Kai, ao contrário de Dante, beneficiou-os por conhecer os "alemães" [1]. Apreciava leituras consideradas entediantes, por conta dessa inclinação havia se aprofundado na história batasuniana e nos animais nativos. Apresentou a Elena e Hujo as particularidades da espécie imprescindíveis à missão, levando-os a acreditar possuírem uma vantagem astronômica.

— Não se enganem pelas aparências. Esses esquilos alados fofinhos ficam bem bravos se o território deles é invadido, mordem ao menor sinal de ameaça — alertou-os, por fim.

— Não diga — Elena deixou escapulir, sarcástica.

— Eu disse alguma coisa muito óbvia? — sussurrou a pergunta para Hujo, que o respondeu dando de ombros.

Intxasagus eram onívoros, mas geralmente comiam sementes e não tinham mandíbulas fortes o suficiente para se alimentar de animais de grande porte. A despeito do quão ariscos eram, seus sentidos ficavam aquém do comportamento antissocial. Não apresentavam real ameaça, entretanto, eram velozes. Aquela pequena criatura poderia fazê-los correr atrás dela por horas a fio se assim desejasse. Teriam de agir com rapidez e precisão.

Quando finalmente encontraram o dito-cujo, cercaram o animal. Até a própria Elena torceu para não ser ela a responsável por deixá-lo escapar. Era desnecessário ressaltar o quanto ela pecava nos atributos necessários à missão, mas lá ela estava; concentrada em dar passos firmes e silenciosos. Mesmo a audição precária dele ouviria um tropeço. Qualquer indiscrição diminuiria suas chances de êxito, portanto, deveria evitar cometer uma gafe.

Ter deixado a abordagem amigável de lado evitara a reprise da mordida do bicho, porém, não diminuíra a dificuldade de capturá-lo e remover o microchip preso em uma coleira — item necessário para finalizar a tarefa.

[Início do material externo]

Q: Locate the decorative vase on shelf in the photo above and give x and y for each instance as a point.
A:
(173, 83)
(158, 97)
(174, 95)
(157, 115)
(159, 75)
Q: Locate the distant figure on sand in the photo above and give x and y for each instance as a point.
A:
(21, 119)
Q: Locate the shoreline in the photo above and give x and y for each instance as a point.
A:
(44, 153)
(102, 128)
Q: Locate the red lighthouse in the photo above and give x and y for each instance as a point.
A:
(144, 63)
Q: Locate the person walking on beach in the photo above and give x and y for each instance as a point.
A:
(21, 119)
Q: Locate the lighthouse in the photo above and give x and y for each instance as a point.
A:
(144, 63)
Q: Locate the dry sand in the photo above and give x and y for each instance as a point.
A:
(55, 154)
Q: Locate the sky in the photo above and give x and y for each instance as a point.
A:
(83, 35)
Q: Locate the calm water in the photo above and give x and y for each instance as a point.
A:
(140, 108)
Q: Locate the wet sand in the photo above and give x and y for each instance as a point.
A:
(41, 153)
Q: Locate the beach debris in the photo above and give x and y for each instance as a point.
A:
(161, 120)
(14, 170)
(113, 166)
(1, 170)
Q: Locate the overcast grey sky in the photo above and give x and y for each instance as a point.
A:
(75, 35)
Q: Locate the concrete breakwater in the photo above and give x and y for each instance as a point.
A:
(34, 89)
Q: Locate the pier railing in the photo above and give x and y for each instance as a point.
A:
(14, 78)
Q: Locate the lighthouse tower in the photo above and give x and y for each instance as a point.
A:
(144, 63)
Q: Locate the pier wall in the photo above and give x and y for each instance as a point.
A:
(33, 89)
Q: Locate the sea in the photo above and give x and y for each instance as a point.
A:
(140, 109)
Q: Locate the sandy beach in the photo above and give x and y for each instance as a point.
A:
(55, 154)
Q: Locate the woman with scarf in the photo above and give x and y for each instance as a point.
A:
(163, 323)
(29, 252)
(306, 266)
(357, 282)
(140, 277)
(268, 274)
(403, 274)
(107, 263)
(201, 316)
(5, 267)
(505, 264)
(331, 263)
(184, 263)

No instante em que o esquilo-morcego percebeu estar encurralado e principiou uma fuga, Kai precisou de toda a sua velocidade para agarrá-lo e da ajuda de Hujo para finalizar o serviço. O kreler, sem demora, agachou-se ao lado de Kai — que segurava o inquieto intxasagu contra o chão, perdendo o controle sobre o pequeno ser a se debater sob suas mãos a cada segundo decorrido.

No fim, Kai nem precisou permanecer o contendo por mais tempo. Em um piscar de olhos, Hujo tinha tirado a coleira do pescoço do animal. Boquiaberto, Kai o soltou, sequer notando-o sair correndo em disparada. Pasmara-se de fato com Hujo chacoalhando a coleira enquanto um sorriso cafajeste enfeitava o belo rosto dele.

Aquele tipo de sorriso trazia-lhe sentimentos ambivalentes. Precipitava uma vontade de elogiá-lo pela agilidade e socá-lo pela presunção implícita naquele simples repuxar de lábios. Previa a aniquilação de sua paciência tão logo ele começasse a se gabar. "Hayato, mandei bem, né?", seria o provável início de outra adorável noite convivendo com o "auto massageador" de ego.